A lot of one car?

 photo CNR470000-05_zpsiebb87c9.jpg
(“Why so many?” Here’s why…)

In response to my previous posting on the CNR 470000 series boxcar project, René Gourley commented:

Gosh, isn’t that an awful lot of one class of car for your little pike, Trevor?

It’s a terrific question and I decided it deserved its own post in response.

Yes, five models of one class of car is a lot for a layout as modest as mine. I could get away with a dozen pieces of rolling stock, for the entire layout. But I’m modelling a large number of this class of car to help address some shortcomings on my layout:

1 – I model in S scale. There’s not much equipment available in S scale, compared to other scales. I can model a few classes of CNR boxcar, but not as many as I could in HO for example.

2 – I can’t justify a wide variety of car types on my layout. I have friends who model bridge lines, and almost anything goes. But I model a small terminal of a lightly-trafficked branch line. Only cars that are serving the few industries I have would show up on the layout. Most of those are boxcars.

3 – What’s more, it’s a branch of the CNR in the steam era, which means the lion’s share of the rolling stock has to be home road. I can enjoy the occasional car from an American railroad, but my trains would never look like the “alphabet soup” of reporting marks that one would’ve seen south of the border. So, most of the rolling stock that appears on my layout will be CNR boxcars.

That said, I want variety. I don’t want to see the same few cars in every operating session.

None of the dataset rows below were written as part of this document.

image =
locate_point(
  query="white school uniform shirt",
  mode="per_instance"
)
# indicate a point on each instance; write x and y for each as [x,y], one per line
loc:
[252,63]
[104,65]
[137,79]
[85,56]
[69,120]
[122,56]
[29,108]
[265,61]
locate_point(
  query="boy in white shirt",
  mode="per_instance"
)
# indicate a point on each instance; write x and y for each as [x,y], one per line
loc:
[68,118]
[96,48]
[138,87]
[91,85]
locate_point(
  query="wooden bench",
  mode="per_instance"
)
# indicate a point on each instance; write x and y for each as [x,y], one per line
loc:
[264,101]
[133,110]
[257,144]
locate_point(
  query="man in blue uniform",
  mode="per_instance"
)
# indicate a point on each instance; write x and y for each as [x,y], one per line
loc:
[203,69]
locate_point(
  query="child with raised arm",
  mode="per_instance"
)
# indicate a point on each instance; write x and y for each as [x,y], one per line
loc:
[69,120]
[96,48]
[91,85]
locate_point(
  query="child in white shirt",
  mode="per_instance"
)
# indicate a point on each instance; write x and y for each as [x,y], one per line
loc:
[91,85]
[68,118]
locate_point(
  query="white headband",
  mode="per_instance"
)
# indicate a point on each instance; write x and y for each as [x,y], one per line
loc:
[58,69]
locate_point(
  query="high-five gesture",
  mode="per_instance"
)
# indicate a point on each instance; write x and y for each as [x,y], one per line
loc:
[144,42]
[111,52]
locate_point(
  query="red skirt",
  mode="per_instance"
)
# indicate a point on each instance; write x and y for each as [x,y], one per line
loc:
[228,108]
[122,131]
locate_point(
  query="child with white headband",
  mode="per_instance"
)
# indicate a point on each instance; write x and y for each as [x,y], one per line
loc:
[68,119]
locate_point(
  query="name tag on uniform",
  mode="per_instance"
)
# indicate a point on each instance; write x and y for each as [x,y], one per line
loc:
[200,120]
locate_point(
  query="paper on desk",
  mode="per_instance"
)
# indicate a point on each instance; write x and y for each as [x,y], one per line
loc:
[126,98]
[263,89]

Yet given the limits outlined above – both prototype and model – how do I achieve that?

On my prototype, over the course of a year, one might see the same class of cars showing up all the time. That makes sense, because the same customers would ship or receive the same types of products. But within a given class, it would be rare for the same car to show up again and again – especially if we’re talking about something as ubiquitous as a boxcar.

So, one way I can add variety to my operating sessions is to model several examples of each class of car that I can actually model in S scale. They might have minor detail differences – or lettering differences (like a different logo) – or even just variations in weathering patterns.

I’ve done this with other cars, too – my ARA 1937 steel boxcars are a good example. I have five of these on the layout already, and will build more of them.

 photo CNR-4811472-Finished_zps23cdabc2.jpg
(Click on the image to read more about the dominance of home road boxcars on a mid-century Canadian layout)

And of course while the cars are the same class, each car number is different. Operators will have to pay attention to the details: They can’t simply look at the train and say, “Oh, that’s the USRA rebuild car – it always goes to Leedham’s Mill in Port Rowan”.

From a practical side, if I’m set up to detail, paint and letter one car I might as well do a batch of five. I can use them all and I have space to store them as I rotate them on and off the layout – but if I decide at some point that I want to unload some, I’m sure I can sell them on to other members of the S Scale Workshop.

Thanks for asking the question, René!

3 thoughts on “A lot of one car?

  1. Hi Trevor,

    I was just reading René’s comment, your reply, and now this post. Great subject matter and thank you for making it into a post.

    In terms of identifying a layout as a Canadian one, a great homogeny among the fleet is a key element almost as important in setting that identity as a particular architectural element or even scenic treatment. As we stray further from the main line, I feel like this need increases. It’s different, compared to the variety we’d see on an American layout with less variety between railroads. As I type this though, I wonder if this assumption is really true? Perhaps there was somewhere on the Maine Central or Santa Fe where most cars were home road ones too?

    I also enjoyed your comments regarding how having a larger group of similar cars forces the operators to take greater notice of the car itself during an operating session. Instead of casually noticing a pattern in the car types and destination, the operator is forced to see which car. I like that.

    Great stuff as always.



  2. Having quite a few of “the same car” makes the railroad more realistic and adds to the authenticity of the layout. BTW, many US branchlines had the same look with the exception of an occasional tank, reefer, gon or flat. Granger roads always wanted to place their cars at their industries prefernce to a “foreign” road car unless it was an mty going home and could be converted into a ld going off line to earn revenue rather than an expense.

    Barry Karlberg

    • I think it comes down to whether the location mostly originates or receives traffic. You could have quite a large terminal that only originates traffic, and then you would see far more home road cars than foreign cars.

      Even so, I think others have pointed out that in Canada, with our predominantly east-west trade patterns, if you see a foreign car, it’s likely from the Canadian Pacific.